Still, even as the global LNG market heads to a period of ample production by the end of the decade, upside risk remains in the coming years as those new facilities come online. Project delays, geopolitical conflagrations, or a demand bump spurred by a particularly cold winter at a time when EU gas storage levels sit some 12 percentage points lower than last year remain concerns, according to the market source with a major producer.
"My sense is that 2026 and 2027 might still be volatile," the source said.
The EU's sanctions are on track to hold the global market in a tighter balance than it otherwise would have been, the market source explained. "It's another element of volatility in the market."
The EU's push to ban Russian LNG comes as European prices remained subdued. Platts, part of Commodity Insights, last assessed the DES Northwest Europe LNG marker at $10.126/MMBtu Oct. 30, down 2.93% day over day.
Even as market participants try to anticipate the impact of the new sanctions, the full scope of the measures remains unclear to some of the players central to the EU's trade in Russian LNG.
TotalEnergies CEO Patrick Pouyanne said Oct. 30 that the company is seeking clarification around the restrictions as it assesses whether it will be able to declare force majeure on its contracted cargoes from Yamal or divert them.
"Our lawyers are working on it," Pouyanne said during the company's third-quarter earnings call. "It's a fresh regulation, so I don't have full clarity."
The French oil and gas company holds a 20% stake in Yamal LNG and is contracted to offtake 4 million mt/year from the 17.4 million mt/year project, according to data from Commodity Insights analysts.

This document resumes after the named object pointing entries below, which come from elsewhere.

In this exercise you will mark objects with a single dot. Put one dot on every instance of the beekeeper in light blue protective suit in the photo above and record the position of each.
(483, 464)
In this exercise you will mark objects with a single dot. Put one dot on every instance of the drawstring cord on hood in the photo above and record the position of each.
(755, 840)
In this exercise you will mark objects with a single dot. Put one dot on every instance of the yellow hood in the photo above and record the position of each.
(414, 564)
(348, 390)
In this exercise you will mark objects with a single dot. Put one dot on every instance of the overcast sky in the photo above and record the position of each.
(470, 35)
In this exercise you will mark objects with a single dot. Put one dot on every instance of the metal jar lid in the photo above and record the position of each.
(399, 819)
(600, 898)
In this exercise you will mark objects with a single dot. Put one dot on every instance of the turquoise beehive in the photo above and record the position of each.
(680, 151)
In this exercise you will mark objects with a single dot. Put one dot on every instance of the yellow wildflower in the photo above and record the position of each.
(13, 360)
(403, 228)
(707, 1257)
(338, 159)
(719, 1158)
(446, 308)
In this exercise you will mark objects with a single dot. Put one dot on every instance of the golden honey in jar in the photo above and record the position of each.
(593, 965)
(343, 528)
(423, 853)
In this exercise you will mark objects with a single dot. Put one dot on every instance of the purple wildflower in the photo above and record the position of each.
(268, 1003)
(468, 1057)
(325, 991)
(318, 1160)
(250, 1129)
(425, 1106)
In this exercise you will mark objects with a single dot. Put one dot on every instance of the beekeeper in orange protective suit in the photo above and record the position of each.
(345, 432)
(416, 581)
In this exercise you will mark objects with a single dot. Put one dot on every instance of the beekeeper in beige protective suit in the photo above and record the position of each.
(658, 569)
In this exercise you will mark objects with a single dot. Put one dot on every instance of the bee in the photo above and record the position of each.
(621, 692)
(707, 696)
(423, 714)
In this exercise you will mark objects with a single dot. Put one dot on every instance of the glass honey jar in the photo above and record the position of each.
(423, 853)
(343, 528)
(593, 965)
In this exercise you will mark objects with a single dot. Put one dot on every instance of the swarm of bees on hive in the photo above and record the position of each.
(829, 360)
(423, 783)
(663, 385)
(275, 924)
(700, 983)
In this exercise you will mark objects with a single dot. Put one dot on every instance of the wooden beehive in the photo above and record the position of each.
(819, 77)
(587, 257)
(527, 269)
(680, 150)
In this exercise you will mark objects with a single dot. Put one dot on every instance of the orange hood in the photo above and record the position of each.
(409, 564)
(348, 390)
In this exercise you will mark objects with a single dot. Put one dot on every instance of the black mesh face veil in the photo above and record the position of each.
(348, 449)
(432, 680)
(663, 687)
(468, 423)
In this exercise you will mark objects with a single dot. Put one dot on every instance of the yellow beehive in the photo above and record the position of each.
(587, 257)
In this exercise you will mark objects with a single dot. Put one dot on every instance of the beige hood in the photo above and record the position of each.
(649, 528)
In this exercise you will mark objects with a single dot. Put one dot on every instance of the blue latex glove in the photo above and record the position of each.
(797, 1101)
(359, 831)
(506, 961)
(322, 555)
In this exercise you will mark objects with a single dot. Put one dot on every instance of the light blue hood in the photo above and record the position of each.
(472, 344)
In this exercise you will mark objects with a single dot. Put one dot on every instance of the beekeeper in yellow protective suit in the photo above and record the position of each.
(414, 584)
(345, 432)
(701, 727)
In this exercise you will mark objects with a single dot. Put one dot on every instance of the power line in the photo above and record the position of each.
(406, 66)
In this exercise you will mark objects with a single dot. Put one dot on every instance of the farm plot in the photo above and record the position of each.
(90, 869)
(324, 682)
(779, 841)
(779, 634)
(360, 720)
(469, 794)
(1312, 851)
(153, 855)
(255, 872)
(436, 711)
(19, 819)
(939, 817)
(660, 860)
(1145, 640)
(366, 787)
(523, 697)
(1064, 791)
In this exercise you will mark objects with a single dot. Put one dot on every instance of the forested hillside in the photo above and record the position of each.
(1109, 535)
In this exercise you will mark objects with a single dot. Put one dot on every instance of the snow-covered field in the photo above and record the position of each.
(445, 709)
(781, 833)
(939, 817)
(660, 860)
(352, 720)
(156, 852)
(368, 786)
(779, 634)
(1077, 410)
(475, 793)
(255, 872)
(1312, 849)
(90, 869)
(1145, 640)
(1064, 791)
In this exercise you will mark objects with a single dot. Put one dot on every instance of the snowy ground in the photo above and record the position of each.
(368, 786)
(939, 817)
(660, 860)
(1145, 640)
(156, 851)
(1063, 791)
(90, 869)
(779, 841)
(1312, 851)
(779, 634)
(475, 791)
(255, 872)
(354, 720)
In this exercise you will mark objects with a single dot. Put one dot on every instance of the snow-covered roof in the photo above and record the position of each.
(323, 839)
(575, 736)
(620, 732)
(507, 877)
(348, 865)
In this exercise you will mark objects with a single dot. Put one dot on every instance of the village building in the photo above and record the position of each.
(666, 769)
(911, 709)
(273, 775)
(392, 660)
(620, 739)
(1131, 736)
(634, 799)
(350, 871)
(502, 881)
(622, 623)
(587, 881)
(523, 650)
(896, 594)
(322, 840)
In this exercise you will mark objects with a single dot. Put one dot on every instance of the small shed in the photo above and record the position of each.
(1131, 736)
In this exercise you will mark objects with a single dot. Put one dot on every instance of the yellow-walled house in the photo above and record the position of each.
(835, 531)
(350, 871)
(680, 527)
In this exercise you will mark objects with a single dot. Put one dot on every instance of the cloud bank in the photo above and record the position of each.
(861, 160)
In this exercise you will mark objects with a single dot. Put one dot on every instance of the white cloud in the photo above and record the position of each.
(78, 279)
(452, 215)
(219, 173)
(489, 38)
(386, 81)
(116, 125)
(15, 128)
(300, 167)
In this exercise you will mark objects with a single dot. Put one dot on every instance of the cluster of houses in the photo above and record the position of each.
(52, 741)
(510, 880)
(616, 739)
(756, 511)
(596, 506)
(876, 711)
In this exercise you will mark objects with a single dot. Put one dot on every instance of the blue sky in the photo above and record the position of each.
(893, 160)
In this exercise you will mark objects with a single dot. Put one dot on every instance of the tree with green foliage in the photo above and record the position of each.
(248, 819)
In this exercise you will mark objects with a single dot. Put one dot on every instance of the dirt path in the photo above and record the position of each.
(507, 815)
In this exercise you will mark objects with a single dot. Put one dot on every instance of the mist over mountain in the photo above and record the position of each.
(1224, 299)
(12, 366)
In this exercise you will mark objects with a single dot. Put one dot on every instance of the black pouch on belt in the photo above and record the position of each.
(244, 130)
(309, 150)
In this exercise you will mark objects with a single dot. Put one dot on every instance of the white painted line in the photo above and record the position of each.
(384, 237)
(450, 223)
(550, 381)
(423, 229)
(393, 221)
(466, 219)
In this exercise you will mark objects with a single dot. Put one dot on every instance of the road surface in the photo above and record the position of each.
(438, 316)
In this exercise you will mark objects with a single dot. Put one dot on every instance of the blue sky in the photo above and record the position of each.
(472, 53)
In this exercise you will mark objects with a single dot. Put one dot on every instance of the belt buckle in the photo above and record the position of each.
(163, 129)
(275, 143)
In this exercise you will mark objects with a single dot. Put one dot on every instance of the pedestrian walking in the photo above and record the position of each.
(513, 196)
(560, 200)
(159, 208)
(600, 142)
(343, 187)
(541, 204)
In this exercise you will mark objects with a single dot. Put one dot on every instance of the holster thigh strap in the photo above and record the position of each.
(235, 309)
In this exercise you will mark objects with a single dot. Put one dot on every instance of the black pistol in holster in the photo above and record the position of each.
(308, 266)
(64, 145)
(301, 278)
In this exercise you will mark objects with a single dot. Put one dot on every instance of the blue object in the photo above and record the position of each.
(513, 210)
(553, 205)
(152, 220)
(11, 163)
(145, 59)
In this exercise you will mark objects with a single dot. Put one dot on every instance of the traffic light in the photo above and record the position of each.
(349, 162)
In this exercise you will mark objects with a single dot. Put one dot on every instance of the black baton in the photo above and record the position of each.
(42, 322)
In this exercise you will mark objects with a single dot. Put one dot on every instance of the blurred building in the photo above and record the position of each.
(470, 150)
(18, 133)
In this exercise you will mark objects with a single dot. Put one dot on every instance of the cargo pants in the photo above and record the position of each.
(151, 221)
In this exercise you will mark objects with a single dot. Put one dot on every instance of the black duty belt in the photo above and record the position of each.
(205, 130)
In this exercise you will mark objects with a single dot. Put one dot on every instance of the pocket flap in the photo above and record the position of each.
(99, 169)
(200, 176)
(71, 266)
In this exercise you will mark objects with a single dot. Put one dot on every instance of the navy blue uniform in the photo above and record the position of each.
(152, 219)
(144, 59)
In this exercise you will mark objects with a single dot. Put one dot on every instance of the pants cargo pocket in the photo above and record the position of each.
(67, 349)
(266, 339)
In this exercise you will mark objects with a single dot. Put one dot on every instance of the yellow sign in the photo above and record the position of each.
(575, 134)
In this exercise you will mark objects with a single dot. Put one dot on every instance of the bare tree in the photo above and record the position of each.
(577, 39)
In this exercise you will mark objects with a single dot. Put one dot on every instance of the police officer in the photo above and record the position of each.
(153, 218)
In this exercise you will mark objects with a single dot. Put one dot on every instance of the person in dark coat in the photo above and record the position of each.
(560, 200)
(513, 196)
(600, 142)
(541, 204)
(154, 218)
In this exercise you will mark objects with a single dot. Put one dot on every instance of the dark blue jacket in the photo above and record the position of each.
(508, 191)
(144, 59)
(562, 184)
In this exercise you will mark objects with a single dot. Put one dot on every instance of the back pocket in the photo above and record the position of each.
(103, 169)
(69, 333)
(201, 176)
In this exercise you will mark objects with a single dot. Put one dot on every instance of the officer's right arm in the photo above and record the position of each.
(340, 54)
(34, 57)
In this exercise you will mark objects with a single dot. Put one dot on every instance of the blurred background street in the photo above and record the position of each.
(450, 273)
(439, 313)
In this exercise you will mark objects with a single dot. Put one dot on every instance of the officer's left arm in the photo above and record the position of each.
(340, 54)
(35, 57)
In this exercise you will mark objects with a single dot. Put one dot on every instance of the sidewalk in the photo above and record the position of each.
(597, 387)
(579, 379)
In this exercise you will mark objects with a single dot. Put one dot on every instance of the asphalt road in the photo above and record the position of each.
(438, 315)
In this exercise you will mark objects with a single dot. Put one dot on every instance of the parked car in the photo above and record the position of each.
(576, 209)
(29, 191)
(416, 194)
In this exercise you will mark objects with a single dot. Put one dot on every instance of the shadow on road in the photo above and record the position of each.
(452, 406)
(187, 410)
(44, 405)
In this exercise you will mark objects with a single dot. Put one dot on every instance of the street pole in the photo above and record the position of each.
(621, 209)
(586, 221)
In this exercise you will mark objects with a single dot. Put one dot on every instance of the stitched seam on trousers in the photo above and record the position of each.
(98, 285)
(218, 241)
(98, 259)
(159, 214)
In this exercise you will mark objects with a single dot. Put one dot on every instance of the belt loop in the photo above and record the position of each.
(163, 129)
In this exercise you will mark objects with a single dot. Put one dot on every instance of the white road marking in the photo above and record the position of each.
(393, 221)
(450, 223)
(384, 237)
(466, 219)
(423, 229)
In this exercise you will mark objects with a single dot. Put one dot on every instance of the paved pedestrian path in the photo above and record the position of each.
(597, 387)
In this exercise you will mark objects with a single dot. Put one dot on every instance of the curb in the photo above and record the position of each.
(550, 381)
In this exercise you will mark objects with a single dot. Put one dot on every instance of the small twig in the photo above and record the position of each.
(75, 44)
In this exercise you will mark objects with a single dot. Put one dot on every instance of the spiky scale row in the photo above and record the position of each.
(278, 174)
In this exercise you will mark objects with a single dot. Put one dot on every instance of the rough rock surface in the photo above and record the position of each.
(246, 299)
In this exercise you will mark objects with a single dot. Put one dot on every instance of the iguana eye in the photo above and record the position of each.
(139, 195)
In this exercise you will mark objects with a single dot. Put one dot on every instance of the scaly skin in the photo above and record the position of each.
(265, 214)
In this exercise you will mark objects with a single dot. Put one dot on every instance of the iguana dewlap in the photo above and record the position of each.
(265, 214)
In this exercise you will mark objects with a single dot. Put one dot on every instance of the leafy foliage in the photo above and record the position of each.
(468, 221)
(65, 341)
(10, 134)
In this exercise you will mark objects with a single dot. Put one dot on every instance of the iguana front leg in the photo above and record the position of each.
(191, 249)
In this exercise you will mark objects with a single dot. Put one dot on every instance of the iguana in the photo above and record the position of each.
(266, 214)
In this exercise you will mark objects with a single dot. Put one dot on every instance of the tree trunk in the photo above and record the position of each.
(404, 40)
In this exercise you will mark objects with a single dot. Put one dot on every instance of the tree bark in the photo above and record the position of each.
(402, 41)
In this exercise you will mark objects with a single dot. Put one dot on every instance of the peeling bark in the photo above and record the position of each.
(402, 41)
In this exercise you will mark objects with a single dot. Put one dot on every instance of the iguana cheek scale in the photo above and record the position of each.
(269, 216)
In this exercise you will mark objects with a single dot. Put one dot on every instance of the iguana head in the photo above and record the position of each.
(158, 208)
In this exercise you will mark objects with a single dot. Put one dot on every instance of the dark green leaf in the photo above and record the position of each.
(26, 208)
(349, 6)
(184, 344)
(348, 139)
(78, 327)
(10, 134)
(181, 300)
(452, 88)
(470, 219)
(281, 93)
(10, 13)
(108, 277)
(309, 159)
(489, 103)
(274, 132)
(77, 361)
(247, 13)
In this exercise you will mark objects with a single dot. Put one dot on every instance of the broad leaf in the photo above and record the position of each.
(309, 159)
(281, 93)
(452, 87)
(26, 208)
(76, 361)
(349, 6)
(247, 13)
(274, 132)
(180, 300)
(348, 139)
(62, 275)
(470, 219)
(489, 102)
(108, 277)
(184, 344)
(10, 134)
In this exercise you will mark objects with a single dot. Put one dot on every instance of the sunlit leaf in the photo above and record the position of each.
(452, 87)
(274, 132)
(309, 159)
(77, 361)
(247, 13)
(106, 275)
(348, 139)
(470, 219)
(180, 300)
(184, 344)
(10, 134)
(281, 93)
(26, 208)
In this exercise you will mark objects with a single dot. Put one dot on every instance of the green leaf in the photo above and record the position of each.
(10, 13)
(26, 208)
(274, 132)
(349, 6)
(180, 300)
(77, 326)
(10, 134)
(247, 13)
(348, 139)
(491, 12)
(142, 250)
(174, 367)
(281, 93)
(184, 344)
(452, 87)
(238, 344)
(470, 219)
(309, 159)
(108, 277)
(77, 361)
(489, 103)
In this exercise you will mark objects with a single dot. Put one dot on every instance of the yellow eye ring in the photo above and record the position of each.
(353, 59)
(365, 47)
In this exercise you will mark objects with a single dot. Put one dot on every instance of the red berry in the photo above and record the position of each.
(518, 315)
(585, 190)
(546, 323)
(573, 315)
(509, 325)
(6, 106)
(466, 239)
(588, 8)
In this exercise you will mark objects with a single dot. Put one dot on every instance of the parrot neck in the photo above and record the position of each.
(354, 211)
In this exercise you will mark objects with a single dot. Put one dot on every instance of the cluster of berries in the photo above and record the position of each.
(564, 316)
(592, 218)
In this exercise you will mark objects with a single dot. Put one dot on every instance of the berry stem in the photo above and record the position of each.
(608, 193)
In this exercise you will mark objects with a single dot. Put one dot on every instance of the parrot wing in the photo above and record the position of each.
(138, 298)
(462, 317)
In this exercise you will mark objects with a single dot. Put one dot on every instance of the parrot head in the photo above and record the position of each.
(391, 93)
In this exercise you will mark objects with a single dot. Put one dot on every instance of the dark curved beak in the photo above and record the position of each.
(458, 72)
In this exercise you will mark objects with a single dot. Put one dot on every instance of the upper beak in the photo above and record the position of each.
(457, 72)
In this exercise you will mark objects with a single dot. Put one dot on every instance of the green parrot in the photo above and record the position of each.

"If there is no further ban [beyond prohibiting the import of Russian LNG into Europe], I cannot use the force majeure to cancel the contract," Pouyanne said. "If I don't have force majeure, I am committed to offtake some cargoes."
Other Yamal offtakers include China's CNPC (3 million mt/ year), Spain's Naturgy (2.5 million mt/ year), and Russia's Novatek (2.4 million mt/ year), according to the Commodity Insights analysis. Novatek also operates the project and holds a majority stake of 50.1%.